Industrie, le Made in Tunisia pour décoller

Le Made in Tunisia ne fait plus le poids face aux produits des principaux concurrents sur les marchés internationaux. Il a cruellement fait défaut aux marchés des principaux partenaires de la Tunisie, au cours des trois dernières années. Ainsi, plusieurs PME industrielles tunisiennes sont aujourd’hui incapables de conquérir de nouveaux marchés.

A fin décembre 2013, la Banque centrale de Tunisie (BCT) a activé l’alarme économique. Sa préoccupation concerne notamment la persistance du déficit commercial à un niveau élevé, avoisinant les 958 millions de dinars par mois.

La BCT a également mis l’accent sur la volte-face de la production industrielle made in Tunisia qui a été marqué, durant le dernier mois de l’année écoulée, par une décélération de rythme, la hausse de l’indice général de la production se limitant au mois d’août 2013 à 0,3% en glissement annuel, contre 4,2% une année auparavant, suite notamment à une contraction de la production non-manufacturière.

Le constat est décevant : paralysées par une situation politique instable, la productivité et la compétitivité des PME industrielles tunisiennes se sont érodées et commencent à inquiéter. Les exportations tunisiennes n’ont pas pu en conséquence compenser les importations ce qui aggravé le déficit commercial.

A titre d’exemple, pour les trois dernières années, la balance commerciale du secteur cuir et chaussure suit une tendance à la baisse.

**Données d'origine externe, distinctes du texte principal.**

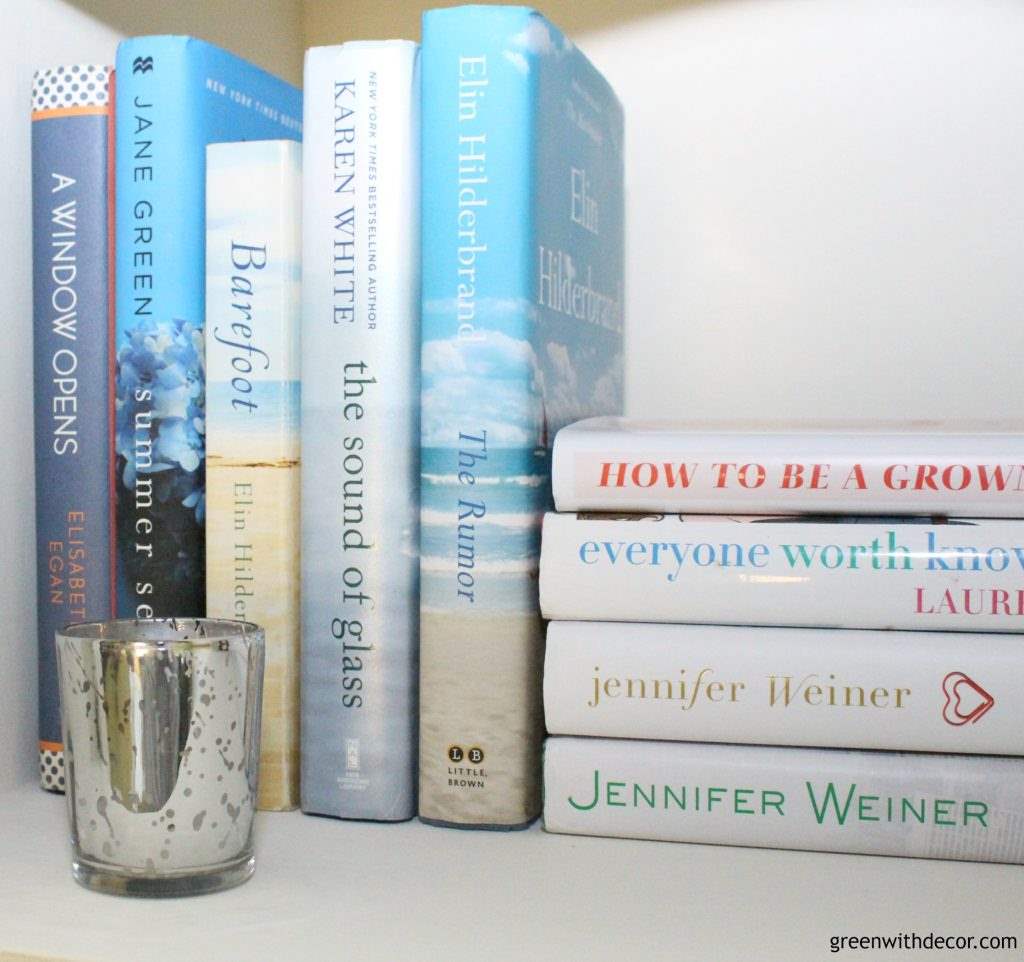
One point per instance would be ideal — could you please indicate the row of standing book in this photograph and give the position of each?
(250, 371)
(843, 673)
(372, 492)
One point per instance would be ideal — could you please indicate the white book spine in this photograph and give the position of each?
(931, 692)
(614, 464)
(253, 267)
(360, 295)
(879, 803)
(963, 576)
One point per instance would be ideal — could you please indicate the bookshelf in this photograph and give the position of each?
(824, 217)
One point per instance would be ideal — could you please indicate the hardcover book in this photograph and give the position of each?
(253, 272)
(72, 227)
(175, 95)
(910, 691)
(360, 429)
(963, 468)
(879, 803)
(522, 321)
(927, 574)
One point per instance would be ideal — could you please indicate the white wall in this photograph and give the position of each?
(825, 208)
(42, 33)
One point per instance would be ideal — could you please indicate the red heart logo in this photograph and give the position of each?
(966, 700)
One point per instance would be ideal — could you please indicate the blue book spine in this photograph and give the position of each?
(522, 274)
(72, 232)
(360, 340)
(175, 95)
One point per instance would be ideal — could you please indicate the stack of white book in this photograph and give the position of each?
(795, 637)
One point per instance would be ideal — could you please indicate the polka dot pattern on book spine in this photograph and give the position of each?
(51, 775)
(78, 85)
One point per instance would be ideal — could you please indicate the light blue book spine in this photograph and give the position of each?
(360, 335)
(174, 96)
(522, 274)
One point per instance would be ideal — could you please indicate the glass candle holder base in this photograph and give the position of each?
(161, 723)
(114, 881)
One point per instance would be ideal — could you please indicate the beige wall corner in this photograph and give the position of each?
(268, 32)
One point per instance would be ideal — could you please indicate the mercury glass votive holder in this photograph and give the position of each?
(161, 724)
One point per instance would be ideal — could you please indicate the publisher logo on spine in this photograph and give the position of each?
(470, 775)
(966, 700)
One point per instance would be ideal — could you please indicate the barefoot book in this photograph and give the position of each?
(253, 260)
(522, 322)
(175, 95)
(72, 248)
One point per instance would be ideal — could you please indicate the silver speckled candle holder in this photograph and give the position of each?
(161, 729)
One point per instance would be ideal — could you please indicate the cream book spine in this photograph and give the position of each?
(253, 259)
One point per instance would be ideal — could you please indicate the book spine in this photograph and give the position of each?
(253, 251)
(878, 803)
(932, 692)
(360, 432)
(159, 378)
(614, 469)
(958, 576)
(71, 182)
(483, 467)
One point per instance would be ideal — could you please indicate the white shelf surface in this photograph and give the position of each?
(326, 889)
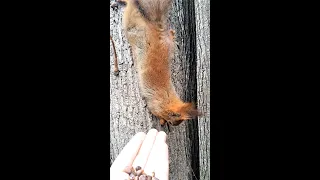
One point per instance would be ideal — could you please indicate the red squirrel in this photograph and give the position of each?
(152, 45)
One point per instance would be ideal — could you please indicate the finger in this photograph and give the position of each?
(128, 153)
(162, 167)
(153, 157)
(145, 149)
(119, 176)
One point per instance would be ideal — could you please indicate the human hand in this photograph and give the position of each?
(150, 152)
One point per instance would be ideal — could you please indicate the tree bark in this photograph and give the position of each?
(202, 9)
(128, 112)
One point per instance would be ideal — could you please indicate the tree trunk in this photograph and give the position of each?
(203, 83)
(128, 112)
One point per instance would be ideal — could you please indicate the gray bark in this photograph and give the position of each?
(128, 112)
(202, 8)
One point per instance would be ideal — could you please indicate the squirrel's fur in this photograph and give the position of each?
(152, 45)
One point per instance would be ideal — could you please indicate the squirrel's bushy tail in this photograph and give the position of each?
(154, 10)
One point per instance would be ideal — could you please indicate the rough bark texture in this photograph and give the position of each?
(202, 9)
(189, 157)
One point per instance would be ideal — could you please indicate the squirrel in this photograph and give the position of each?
(152, 46)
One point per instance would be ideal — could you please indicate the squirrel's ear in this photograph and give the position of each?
(173, 114)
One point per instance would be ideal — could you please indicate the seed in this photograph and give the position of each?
(133, 171)
(143, 177)
(127, 169)
(139, 172)
(131, 176)
(138, 168)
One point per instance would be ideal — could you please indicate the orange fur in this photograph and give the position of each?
(152, 44)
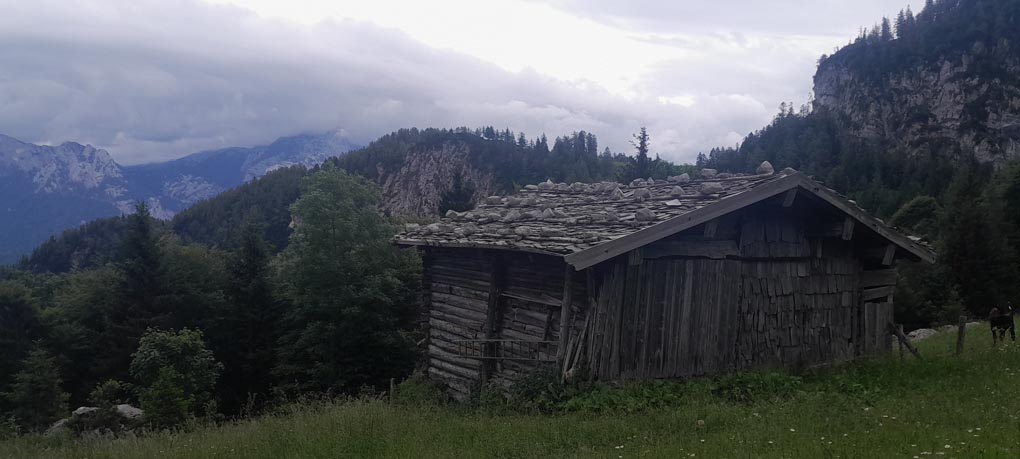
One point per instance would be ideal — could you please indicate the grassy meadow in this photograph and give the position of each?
(940, 407)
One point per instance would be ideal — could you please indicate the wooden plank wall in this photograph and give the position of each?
(527, 309)
(677, 325)
(780, 300)
(459, 285)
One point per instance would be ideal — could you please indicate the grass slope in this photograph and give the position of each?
(941, 407)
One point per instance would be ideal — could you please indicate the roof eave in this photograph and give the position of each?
(611, 249)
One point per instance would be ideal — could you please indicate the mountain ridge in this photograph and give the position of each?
(45, 190)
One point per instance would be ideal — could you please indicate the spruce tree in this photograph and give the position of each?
(351, 291)
(36, 396)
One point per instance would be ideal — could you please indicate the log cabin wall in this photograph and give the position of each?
(494, 314)
(760, 288)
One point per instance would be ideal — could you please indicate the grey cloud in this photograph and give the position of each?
(152, 81)
(784, 17)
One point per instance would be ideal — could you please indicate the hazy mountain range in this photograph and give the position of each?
(47, 189)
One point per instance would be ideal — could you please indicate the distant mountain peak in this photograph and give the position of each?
(47, 189)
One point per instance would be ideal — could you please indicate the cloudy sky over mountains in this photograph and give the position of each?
(157, 80)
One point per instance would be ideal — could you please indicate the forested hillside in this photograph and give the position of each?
(421, 173)
(917, 120)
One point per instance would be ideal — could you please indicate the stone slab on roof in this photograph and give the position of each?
(562, 219)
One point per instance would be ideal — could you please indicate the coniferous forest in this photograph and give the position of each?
(289, 285)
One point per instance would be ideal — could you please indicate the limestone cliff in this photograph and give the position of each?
(948, 103)
(417, 187)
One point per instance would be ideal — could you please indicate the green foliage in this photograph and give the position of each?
(219, 221)
(175, 375)
(351, 291)
(748, 387)
(919, 216)
(36, 396)
(165, 402)
(90, 245)
(105, 397)
(243, 332)
(974, 250)
(459, 198)
(19, 326)
(418, 391)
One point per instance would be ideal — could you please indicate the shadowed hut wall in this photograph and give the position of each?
(751, 290)
(459, 284)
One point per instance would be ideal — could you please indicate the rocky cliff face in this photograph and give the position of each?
(947, 104)
(427, 173)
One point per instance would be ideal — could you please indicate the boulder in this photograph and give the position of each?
(765, 167)
(130, 412)
(58, 427)
(84, 411)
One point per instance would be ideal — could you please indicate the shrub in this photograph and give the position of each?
(750, 387)
(175, 375)
(165, 403)
(419, 391)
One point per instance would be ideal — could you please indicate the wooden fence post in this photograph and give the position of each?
(961, 333)
(900, 332)
(904, 341)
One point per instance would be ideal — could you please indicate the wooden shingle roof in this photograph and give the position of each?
(591, 222)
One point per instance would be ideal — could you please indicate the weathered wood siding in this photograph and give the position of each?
(528, 291)
(459, 287)
(754, 291)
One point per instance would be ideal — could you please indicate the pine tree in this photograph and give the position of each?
(886, 31)
(19, 326)
(350, 291)
(643, 163)
(974, 249)
(245, 333)
(36, 397)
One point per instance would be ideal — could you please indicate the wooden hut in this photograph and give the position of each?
(656, 279)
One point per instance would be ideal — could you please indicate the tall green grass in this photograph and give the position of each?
(940, 407)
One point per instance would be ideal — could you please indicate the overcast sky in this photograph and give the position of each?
(152, 81)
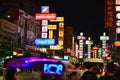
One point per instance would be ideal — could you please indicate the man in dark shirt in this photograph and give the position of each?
(110, 71)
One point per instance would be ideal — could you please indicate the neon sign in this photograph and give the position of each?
(53, 69)
(44, 42)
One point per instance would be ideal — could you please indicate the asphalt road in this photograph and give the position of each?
(26, 76)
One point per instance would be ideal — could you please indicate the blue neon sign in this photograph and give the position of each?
(53, 69)
(44, 42)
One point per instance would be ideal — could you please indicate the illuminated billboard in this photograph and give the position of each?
(43, 16)
(53, 27)
(110, 14)
(59, 19)
(44, 42)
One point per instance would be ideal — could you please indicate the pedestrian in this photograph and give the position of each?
(110, 72)
(89, 75)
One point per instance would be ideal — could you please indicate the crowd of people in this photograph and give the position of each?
(109, 72)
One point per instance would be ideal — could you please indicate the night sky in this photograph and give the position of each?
(85, 16)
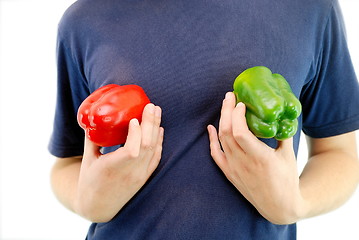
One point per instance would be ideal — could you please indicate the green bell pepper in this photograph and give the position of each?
(272, 108)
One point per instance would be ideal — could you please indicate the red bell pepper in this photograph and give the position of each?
(106, 113)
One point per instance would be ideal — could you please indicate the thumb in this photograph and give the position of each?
(286, 146)
(91, 150)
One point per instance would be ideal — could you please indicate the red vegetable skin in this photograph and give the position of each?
(106, 113)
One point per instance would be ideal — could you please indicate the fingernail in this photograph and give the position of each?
(228, 95)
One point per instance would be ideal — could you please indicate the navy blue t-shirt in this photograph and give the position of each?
(186, 54)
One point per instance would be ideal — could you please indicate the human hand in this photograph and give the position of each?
(266, 177)
(108, 181)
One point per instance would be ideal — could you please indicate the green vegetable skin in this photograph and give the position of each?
(271, 107)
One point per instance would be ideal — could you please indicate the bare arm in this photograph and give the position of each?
(269, 179)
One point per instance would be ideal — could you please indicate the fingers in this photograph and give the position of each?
(133, 140)
(215, 147)
(91, 150)
(241, 133)
(285, 146)
(225, 124)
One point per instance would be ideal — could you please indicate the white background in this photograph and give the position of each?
(28, 209)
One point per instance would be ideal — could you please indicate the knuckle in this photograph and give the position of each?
(147, 146)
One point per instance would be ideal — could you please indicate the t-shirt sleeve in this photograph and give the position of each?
(331, 98)
(67, 137)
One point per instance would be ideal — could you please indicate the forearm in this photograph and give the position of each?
(328, 180)
(64, 180)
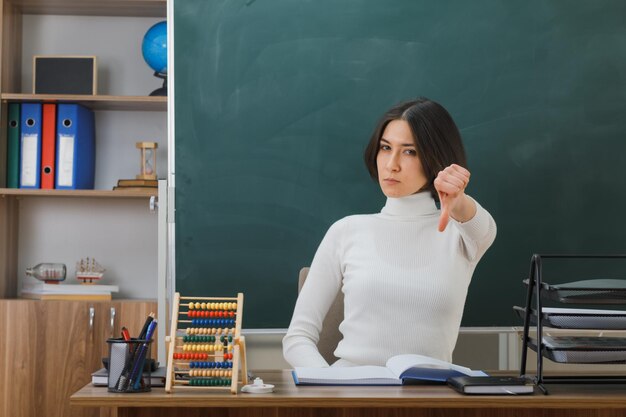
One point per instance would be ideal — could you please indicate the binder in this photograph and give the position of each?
(76, 148)
(48, 146)
(13, 146)
(30, 145)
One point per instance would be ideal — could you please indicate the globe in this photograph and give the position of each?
(154, 47)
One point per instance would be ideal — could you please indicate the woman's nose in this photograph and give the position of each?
(393, 163)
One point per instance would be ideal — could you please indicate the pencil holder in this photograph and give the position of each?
(127, 370)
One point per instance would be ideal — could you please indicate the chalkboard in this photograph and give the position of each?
(275, 101)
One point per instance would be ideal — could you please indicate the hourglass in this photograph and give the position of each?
(148, 160)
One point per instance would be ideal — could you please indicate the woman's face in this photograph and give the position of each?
(400, 171)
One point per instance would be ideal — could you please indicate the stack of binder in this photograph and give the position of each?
(50, 146)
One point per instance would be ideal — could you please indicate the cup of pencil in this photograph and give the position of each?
(129, 365)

Durant les dix premiers mois de 2011, les exportations de ce secteur sont passées de 868 millions de dinars à 842 millions de dinars, pour la même période de 2013.

Au mois d’octobre 2013, elles sont passées  de 74,7 millions de dinars en 2012 à 69,4 millions de dinars en 2013, soit une diminution de 7,1%.  Les conséquences de la fermeture de Jal Group et l’arrêt de la production de phosphate apparaissent de plus en plus au fils des mois.

Malgré l’entente entre les centrales patronales et syndicale, l’industrie tunisienne n’a pas pu décoller et retrouver son rythme de croissance, ce qui a donné un avantage comparatif à ses principaux concurrents. L’industrie tunisienne aurait pu regagner sa compétitivité.

Malheureusement, le printemps arabe qui a libéré les revendications sociales, a eu des résultats négatifs sur la production et sur l’industrie tunisienne. Aujourd’hui, on travaille moins et on gagne plus.

Ce n’est pas seulement à la PME industrielle qu’on reproche la baisse de la productivité et de la compétitivité. La fuite de capitaux, le manque de financement et de vision politique claire et l’expansion du marché parallèle au détriment de l’économie formelle ont nettement contribué à la baisse de la production industrielle.

La taille du marché tunisien ne suffit pas. Les PME industrielles tunisiennes, premières responsables à l’accès du Made in Tunisia aux marchés étrangers, doivent d’abord mieux s’organiser en interne, récupérer un certain savoir-faire, se doter d’une certaine intelligence économique et surtout migrer vers de nouvelles activités à forte valeur ajoutée. Les PME industrielles pourraient aussi être plus concurrentielles en profitant d’autres atouts comme la disponibilité des ressources humaines.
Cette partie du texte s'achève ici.